Maximilian Krah gibt sich am Montagmittag in Berlin gut gelaunt – doch der Schlag, der ihm gerade versetzt wurde, ist hart. Gerade haben seine Parteikollegen ihn hinter verschlossenen Türen aus der AfD-Delegation im EU-Parlament ausgeschlossen. Vom Spitzenkandidaten ist Krah so zur Persona non grata geworden.
Ihm bleiben das Mandat, die Mitarbeiter und das Parteibuch – doch vorerst ist er im EU-Parlament völlig auf sich allein gestellt. Katzentisch statt Führungsrolle.
Zu sehr über die Stränge geschlagen hat Krah nicht nur im Wahlkampf nach Ansicht vieler Parteikollegen: mit Schlagzeilen von Spionage- und Schmiergeldskandalen, mit immer neuen Skandal-Videos und -Auftritten.
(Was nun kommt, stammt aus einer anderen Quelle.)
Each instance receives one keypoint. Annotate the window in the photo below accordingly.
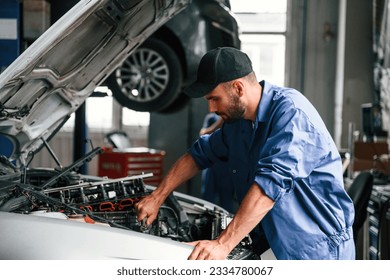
(263, 36)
Doch die Entscheidung der gerade gewählten AfD-Abgeordneten im EU-Parlament hat vor allem einen Grund: Sie opfern Krah, um die internationalen Partner, allen voran Marine Le Pen und ihren französischen Rassemblement National (RN), milde zu stimmen, die die AfD Ende Mai aus der Europaparlamentsfraktion "Identität und Demokratie" (ID) ausgeschlossen hatten.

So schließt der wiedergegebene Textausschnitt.